I wonder how many people there are in America right now who call themselves Christ-followers and who sincerely desire to do what Jesus would have them do, but who don’t have any margins in their lives and therefore can’t do it. Their entire lives are packed with commitments and responsibilities. There’s no blank space. Their lives are over-cluttered messes, like a page without margins. Their lives lack the beauty and order and definition that margins bring to life. Such people find that no matter how much they may want to seek God, their lifestyles and schedules simply make it impossible. We can intend all we want to do something, but if we have not created conditions in our lives where it’s possible to do what we have intended, it’s all in vain. This series we’re currently in is called Slowing Down. In week 1 I spoke to you about following Jesus the truth in the way of Jesus the Way. Many of us are trying to follow Jesus in a way that is more like Madison Avenue or Wall St. than it is like Jesus. We have swallowed this whole busy, American, fast-paced, individualized, marginless culture, but the way of Jesus stands in stark contrast to all of that. We will fail to obey the truth of Jesus is we do not walk the way of Jesus, because the truth of Jesus can only be lived along the way of Jesus. That was week 1.
In week 2 I asked you to consider how it is that we can pursue God in a way that doesn’t end up doing damage to ourselves and others. I have allowed that question to go unanswered for two weeks. Want the answer now? The answer was found in the sermon from the previous week. If we are going to pursue God in a way that doesn’t damage ourselves and others, we must pursue the truth of Jesus on the way of Jesus. If that doesn’t make sense, go back and listen to the first sermon in this series. But that’s it. The reason we end up doing damage to ourselves and others is because we pursue Christ in ways that are unChristlike.
In week 3 last week we talked about getting down off the pastor thing – realizing that God’s call is to all of us – that we have all been called and chosen. These are all immensely important things to think about and so in this series we’ve been practicing what we preach. The series is called Slowing Down, and I’ve taken my time in getting to where I’m ready to talk to you about the way you structure your life.
Not everyone here tonight is a Christ-follower, but for the majority of those of us who are, the main thing that gets in the way of us following Jesus the Way is the pace of our lives. The pace of our lives. The packed out, overcommitted, marginless way we live. Now I need to get real honest here for a minute and tell you that I had to eek out this sermon this week. Do you know why? Do you know why I had to make myself do this this week? Do you know why I couldn’t find the passion? Because I’ve lived my life with no margin the last few weeks. I have stayed up too late and functioned on too little sleep. I have not worked out because when I get up feeling that lousy I can’t drag myself to the club. I have felt sick because of stress and poor eating habits. Over the past couple weeks, worry and anxiety have slipped back into my life. I’ve spent too much time on the computer. I’ve watched too much news. I’ve absorbed too much world and too little God. I have slipped into a state I have come to call “soul starvation.”
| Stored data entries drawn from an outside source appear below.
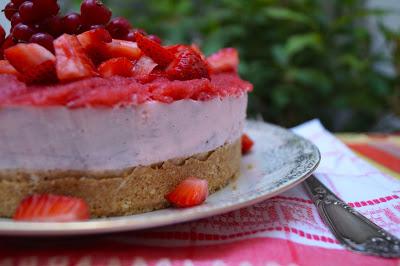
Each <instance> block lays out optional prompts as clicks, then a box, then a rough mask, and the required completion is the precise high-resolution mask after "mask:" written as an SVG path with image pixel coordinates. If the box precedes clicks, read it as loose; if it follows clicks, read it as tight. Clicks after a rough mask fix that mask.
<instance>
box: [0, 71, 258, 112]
mask: <svg viewBox="0 0 400 266" xmlns="http://www.w3.org/2000/svg"><path fill="white" fill-rule="evenodd" d="M252 88H253V87H252V85H251V84H250V83H249V82H247V81H244V80H242V79H240V77H239V76H238V75H237V73H234V72H231V73H221V74H216V75H212V76H211V80H208V79H195V80H188V81H179V80H177V81H170V80H168V79H166V78H162V77H158V78H156V79H154V80H153V81H151V82H148V83H145V84H142V83H140V82H138V81H137V80H135V79H134V78H123V77H113V78H109V79H104V78H90V79H85V80H81V81H76V82H71V83H67V84H57V85H49V86H30V87H27V86H26V85H25V84H24V83H22V82H20V81H18V80H17V79H16V77H14V76H11V75H0V106H1V105H2V106H10V105H12V106H67V107H69V108H80V107H85V106H111V107H112V106H116V105H121V104H122V105H124V104H134V105H139V104H142V103H144V102H148V101H158V102H163V103H172V102H174V101H179V100H183V99H192V100H196V101H207V100H211V99H214V98H218V97H226V96H239V95H241V94H243V93H245V92H248V91H251V90H252Z"/></svg>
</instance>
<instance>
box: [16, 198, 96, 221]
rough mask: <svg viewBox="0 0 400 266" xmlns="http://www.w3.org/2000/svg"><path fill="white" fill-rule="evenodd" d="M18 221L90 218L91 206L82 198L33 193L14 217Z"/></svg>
mask: <svg viewBox="0 0 400 266" xmlns="http://www.w3.org/2000/svg"><path fill="white" fill-rule="evenodd" d="M13 219H14V220H16V221H29V222H74V221H83V220H88V219H89V207H88V205H87V204H86V203H85V201H83V200H82V199H78V198H72V197H66V196H56V195H47V194H45V195H33V196H30V197H27V198H25V199H24V200H23V201H22V202H21V203H20V205H19V207H18V208H17V211H16V212H15V214H14V217H13Z"/></svg>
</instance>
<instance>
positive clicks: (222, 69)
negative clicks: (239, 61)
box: [207, 48, 239, 74]
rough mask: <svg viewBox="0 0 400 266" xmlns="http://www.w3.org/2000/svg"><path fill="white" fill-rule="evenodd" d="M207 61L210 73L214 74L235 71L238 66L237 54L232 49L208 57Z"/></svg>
mask: <svg viewBox="0 0 400 266" xmlns="http://www.w3.org/2000/svg"><path fill="white" fill-rule="evenodd" d="M207 61H208V64H209V66H210V70H211V72H212V73H214V74H217V73H221V72H229V71H237V69H238V66H239V53H238V51H237V50H236V49H234V48H225V49H221V50H219V51H218V52H216V53H215V54H212V55H211V56H209V57H208V58H207Z"/></svg>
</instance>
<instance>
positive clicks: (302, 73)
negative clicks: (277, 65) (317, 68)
mask: <svg viewBox="0 0 400 266" xmlns="http://www.w3.org/2000/svg"><path fill="white" fill-rule="evenodd" d="M287 79H289V80H292V81H295V82H298V83H300V84H302V85H306V86H311V87H313V88H315V89H316V90H317V91H319V92H321V93H323V94H328V93H330V92H331V91H332V90H333V89H332V81H331V80H330V79H329V77H328V76H327V75H326V74H325V73H324V72H322V71H320V70H317V69H310V68H308V69H306V68H302V69H300V68H291V69H289V70H288V71H287Z"/></svg>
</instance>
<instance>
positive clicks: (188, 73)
mask: <svg viewBox="0 0 400 266" xmlns="http://www.w3.org/2000/svg"><path fill="white" fill-rule="evenodd" d="M166 72H167V75H168V77H169V78H171V79H173V80H192V79H200V78H208V79H210V75H209V73H208V66H207V63H206V62H205V61H204V60H203V59H201V56H200V55H199V54H198V53H197V52H196V51H194V50H193V49H191V48H187V49H185V50H183V51H181V52H180V53H179V54H178V55H177V56H176V58H175V59H174V61H172V62H171V64H170V65H169V66H168V67H167V69H166Z"/></svg>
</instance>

I know there are many of you in that state right now. You are stressed. You are exhausted. You have stayed up way too late doing nothing particularly productive. You have moved away from the things that refresh your soul and recreate you to things that wreck your soul and reduce you. You are soul-starved. And worst of all, it is self-imposed soul-starvation.
If you’re anything like me, you can live in this state for weeks or months. I mean, it’s half-alive, or less, but you can stay there for a while. You get to where you are driven not by passion and purpose, but by pettiness. You stop investing your time and start spending it. Basically, you move God from his place in or near the center of your life to a place on the outside edge. You “let yourself go,” so to speak. You rush around and get things done and tick things off your task list during the day, and then sit and watch TV and eat junk food late into the night, which sets the perfect tone for doing the same thing the next day. C’mon, am I the only one who gets into these cycles?